И она подумает: Вот она, моя жизнь.
Ей казалось, что это повторение жизни сызнова, — наложенная на неё епитимья. Оставшись одна, она должна пережить всё своё прошлое снова: прикосновение колена под столом на давнишнем званом обеде; темноту под спасательной лодкой на лайнере в беззвёздную ночь; щекочущее прикосновение пальца к её ладони; танцевальную музыку далеко внизу на террасе отеля; дерзкий, воспалённый взгляд поверх бокала с коктейлем модного немецкого художника, который понимает, чего ты стоишь, а ты, с внезапным стыдом тоже это понимаешь; прерывистое дыхание при первом прикосновении чужою человека, который вдруг окажется не таким, как все, и нечаянно тебя обрадует; неровные английские зубы английского археолога из Лидса, Манчестера или ещё какого-то провинциального университета, который ведёт её в запасник неаполитанского музея и там, уловив момент, когда она что-то разглядывает, хватает её за шею, царапая ногтями; чудовищную безвкусицу Телфорда Лотта, который повесил репродукцию «Женщины в белом» Пикассо, написанную жирными мазками, у себя в спальне там, где она у тебя перед глазами, и ещё говорил, что это шедевр художника; смех актёра-педераста, который причинял ей такую боль и ещё при этом смеялся, а она поэтому ходила к нему; странную вспышку удовольствия, когда она нашла седой волос на груди мужчины и выдрала его: чья же это была грудь — Телфорда Лотта? ну да, его; газетную вырезку с подзаголовком «Финансист выбрасывается из окна», которую ей достали за плату и она хранит её в шкатулке с драгоценностями.

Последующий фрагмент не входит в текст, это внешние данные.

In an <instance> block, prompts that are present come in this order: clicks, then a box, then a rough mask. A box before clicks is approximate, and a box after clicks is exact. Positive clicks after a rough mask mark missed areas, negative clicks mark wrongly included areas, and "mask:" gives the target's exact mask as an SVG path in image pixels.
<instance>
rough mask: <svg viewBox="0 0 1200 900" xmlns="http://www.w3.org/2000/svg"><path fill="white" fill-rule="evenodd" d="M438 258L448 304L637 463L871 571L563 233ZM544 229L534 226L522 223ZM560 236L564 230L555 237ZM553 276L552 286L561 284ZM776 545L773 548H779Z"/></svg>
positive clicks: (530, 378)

Комната на Макдугал-стрит — вот то место, где она заново проигрывала своё прошлое. Повторение прожитого происходило только тогда, когда она бывала здесь. Войдя в тёмный вестибюль, она останавливалась перед дверью, зажав в руке ключ, не решаясь войти. Но всегда входила. И тут всё начиналось: вертелась старая, с серебристыми краями киноплёнка, непереносимое без музыки зрелище, когда слышно лишь безжалостное жужжание проекционного аппарата у тебя в мозгу.